Reply to post: Re: "hosted on third-party servers"

Never explain, never apologize: Microsoft silent on Outlook.com email server grief

Lee D Silver badge

Re: "hosted on third-party servers"

Think, though.

Those customers DO STILL HAVE ACCESS TO THEIR DATA. Their thinking was correct.

What they don't have is access via Outlook.com, but they still hold their own data.

This is why I have no objection to "cloud services" so long as they aren't holding my data or capable of holding it to ransom.

Whether they have SERVICE or not is another question entirely. But I'd be an idiot if I rolled out something like this without another way to access mailboxes, send and receive email etc.

Backup MX records? In-house webmail? These things should be available.

And then you question why, for instance, you're paying for an online service that - if it turns off - you run your services.
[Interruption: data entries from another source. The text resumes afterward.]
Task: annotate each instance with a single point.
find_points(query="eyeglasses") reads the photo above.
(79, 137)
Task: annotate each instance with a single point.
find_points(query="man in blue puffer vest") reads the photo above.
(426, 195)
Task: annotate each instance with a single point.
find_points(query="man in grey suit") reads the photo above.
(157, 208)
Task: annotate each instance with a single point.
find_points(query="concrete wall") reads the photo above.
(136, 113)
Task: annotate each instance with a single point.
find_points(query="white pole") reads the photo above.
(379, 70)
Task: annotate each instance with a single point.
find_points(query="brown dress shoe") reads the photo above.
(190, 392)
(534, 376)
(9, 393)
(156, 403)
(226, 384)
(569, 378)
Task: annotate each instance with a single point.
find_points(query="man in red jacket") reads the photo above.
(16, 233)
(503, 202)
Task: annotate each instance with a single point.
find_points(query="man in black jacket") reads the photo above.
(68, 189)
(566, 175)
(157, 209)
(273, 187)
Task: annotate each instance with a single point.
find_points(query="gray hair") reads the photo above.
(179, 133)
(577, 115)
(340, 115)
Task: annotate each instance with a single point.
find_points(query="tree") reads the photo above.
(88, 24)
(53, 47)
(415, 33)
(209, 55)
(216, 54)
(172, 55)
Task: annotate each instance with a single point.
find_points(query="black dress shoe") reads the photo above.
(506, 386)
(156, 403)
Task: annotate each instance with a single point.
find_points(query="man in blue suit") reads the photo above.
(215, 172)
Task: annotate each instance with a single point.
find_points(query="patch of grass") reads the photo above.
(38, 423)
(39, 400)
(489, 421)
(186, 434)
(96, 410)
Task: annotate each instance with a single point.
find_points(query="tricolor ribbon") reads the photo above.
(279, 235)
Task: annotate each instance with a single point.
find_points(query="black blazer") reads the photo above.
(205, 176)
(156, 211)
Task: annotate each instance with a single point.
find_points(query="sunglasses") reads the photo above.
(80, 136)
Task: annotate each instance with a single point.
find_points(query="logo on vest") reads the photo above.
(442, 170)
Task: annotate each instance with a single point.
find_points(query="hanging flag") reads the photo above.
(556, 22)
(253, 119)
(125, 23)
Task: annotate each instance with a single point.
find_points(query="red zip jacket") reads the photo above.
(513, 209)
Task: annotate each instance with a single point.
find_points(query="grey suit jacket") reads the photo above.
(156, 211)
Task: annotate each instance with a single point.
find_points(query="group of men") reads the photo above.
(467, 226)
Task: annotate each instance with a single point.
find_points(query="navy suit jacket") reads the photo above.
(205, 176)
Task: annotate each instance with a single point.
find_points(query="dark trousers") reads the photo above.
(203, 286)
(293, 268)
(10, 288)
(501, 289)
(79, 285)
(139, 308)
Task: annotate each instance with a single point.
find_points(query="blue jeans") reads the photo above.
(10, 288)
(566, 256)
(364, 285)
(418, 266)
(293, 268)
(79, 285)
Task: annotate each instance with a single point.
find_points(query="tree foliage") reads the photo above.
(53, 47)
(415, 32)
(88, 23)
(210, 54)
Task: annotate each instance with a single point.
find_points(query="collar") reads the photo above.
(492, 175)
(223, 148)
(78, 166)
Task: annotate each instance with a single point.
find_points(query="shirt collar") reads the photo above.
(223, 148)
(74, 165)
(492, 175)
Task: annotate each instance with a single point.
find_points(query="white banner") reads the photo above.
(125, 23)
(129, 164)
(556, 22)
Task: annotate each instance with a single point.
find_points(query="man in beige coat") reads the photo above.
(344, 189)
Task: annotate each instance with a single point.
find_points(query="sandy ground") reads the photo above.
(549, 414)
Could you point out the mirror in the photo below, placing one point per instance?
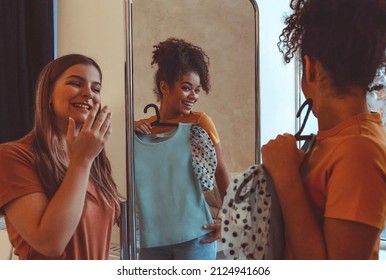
(227, 31)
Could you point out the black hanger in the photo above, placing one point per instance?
(157, 121)
(298, 135)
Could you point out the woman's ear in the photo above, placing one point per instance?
(164, 87)
(309, 68)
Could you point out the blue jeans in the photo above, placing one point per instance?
(190, 250)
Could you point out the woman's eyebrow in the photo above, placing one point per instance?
(82, 79)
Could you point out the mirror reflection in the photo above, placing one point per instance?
(226, 32)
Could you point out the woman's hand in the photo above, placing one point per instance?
(92, 138)
(215, 234)
(142, 126)
(281, 157)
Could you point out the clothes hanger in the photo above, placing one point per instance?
(298, 135)
(157, 121)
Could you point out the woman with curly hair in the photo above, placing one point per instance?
(56, 188)
(334, 197)
(183, 72)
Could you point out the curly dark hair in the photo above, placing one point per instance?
(175, 57)
(348, 37)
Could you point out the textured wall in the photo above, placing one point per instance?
(225, 29)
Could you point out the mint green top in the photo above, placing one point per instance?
(171, 205)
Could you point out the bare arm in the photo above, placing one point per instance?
(221, 174)
(48, 225)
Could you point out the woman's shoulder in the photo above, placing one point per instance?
(21, 148)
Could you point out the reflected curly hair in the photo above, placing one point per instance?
(348, 37)
(174, 58)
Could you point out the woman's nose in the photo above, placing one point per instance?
(87, 93)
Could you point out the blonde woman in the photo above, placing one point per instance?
(57, 193)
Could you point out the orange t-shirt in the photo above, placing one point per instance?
(18, 177)
(199, 118)
(345, 172)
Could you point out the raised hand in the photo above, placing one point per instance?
(89, 142)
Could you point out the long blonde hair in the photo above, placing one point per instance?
(49, 143)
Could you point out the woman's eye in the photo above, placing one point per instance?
(97, 90)
(76, 84)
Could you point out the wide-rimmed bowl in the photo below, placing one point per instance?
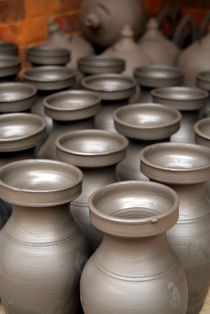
(156, 75)
(110, 86)
(9, 65)
(176, 163)
(49, 78)
(146, 121)
(16, 97)
(8, 49)
(181, 98)
(72, 105)
(134, 208)
(100, 64)
(48, 55)
(91, 148)
(20, 131)
(39, 182)
(202, 132)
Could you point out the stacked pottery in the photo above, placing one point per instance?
(16, 97)
(160, 49)
(154, 76)
(186, 168)
(133, 270)
(115, 91)
(126, 49)
(97, 153)
(189, 100)
(42, 250)
(69, 110)
(143, 124)
(20, 133)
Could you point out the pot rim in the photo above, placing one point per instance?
(16, 84)
(133, 221)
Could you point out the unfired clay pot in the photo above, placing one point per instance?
(69, 110)
(154, 76)
(115, 91)
(43, 252)
(101, 22)
(186, 168)
(154, 44)
(96, 152)
(126, 48)
(143, 124)
(189, 100)
(133, 270)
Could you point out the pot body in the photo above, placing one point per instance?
(42, 257)
(123, 274)
(190, 241)
(94, 178)
(48, 149)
And when it turns on, it's reliant on your services running. It's like hiring a chauffeur for yourself that drives your car. If he's absent, you still carry on as normal. But he can't work without your car. If the car's not working, neither of you can drive.
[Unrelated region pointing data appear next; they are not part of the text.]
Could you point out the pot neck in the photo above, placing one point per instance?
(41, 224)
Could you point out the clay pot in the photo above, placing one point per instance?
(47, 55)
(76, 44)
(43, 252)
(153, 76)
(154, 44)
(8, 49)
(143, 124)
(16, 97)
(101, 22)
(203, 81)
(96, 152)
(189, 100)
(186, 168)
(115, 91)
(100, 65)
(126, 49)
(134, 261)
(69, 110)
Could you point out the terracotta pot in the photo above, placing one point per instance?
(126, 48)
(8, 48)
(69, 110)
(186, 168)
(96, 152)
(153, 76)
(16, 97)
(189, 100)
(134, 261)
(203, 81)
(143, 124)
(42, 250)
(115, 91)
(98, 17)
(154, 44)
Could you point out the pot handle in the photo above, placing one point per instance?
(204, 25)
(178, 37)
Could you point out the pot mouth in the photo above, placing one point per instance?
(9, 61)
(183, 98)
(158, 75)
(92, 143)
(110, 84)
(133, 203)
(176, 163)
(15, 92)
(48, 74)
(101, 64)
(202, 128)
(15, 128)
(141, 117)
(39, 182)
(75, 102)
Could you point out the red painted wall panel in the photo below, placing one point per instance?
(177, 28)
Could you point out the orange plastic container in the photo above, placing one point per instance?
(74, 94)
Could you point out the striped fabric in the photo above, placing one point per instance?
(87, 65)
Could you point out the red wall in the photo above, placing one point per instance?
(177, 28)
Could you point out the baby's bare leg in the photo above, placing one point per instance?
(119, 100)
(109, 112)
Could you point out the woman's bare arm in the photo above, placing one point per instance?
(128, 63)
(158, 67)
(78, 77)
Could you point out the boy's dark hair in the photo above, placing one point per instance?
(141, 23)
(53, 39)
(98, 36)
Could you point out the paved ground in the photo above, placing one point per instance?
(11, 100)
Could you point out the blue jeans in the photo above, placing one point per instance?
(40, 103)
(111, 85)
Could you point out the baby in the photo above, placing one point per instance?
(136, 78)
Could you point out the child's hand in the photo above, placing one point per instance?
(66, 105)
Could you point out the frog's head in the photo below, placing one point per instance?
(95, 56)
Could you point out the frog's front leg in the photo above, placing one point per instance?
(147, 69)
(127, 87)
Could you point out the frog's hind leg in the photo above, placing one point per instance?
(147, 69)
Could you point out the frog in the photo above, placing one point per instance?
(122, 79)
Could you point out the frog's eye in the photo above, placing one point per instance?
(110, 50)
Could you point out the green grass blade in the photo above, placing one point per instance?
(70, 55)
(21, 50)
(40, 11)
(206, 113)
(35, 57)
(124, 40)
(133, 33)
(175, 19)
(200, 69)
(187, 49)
Why you'd want that - except as a way to throw away money for the sake of looks - I can't fathom.

I work in schools. They want us to move to cloud-based MIS services. But all the MIS providers allow you to run the "cloud service" from your in-house servers. Mainly because IT throw a fit if you suggest that ONLY the MIS provider holds your critical data and you have to pay to get it back out from them, and you're reliant on them working perfectly to do simple things like take attendance registers (legally required).

So we actually have an "MIS Online" which is an online interface to the traditional SQL database for the MIS. And you can have that hosted by the provider, or hosted by yourself. So you end up in the silly situation of having "MIS Online" being a local service that you're hosting yourself, with your data also hosted in-house.

Why would you pay the MIS provider to host AN INTERFACE to your data that requires to connect back through your firewall to get to your actual data that you're hosting in-house anyway? It's just daft.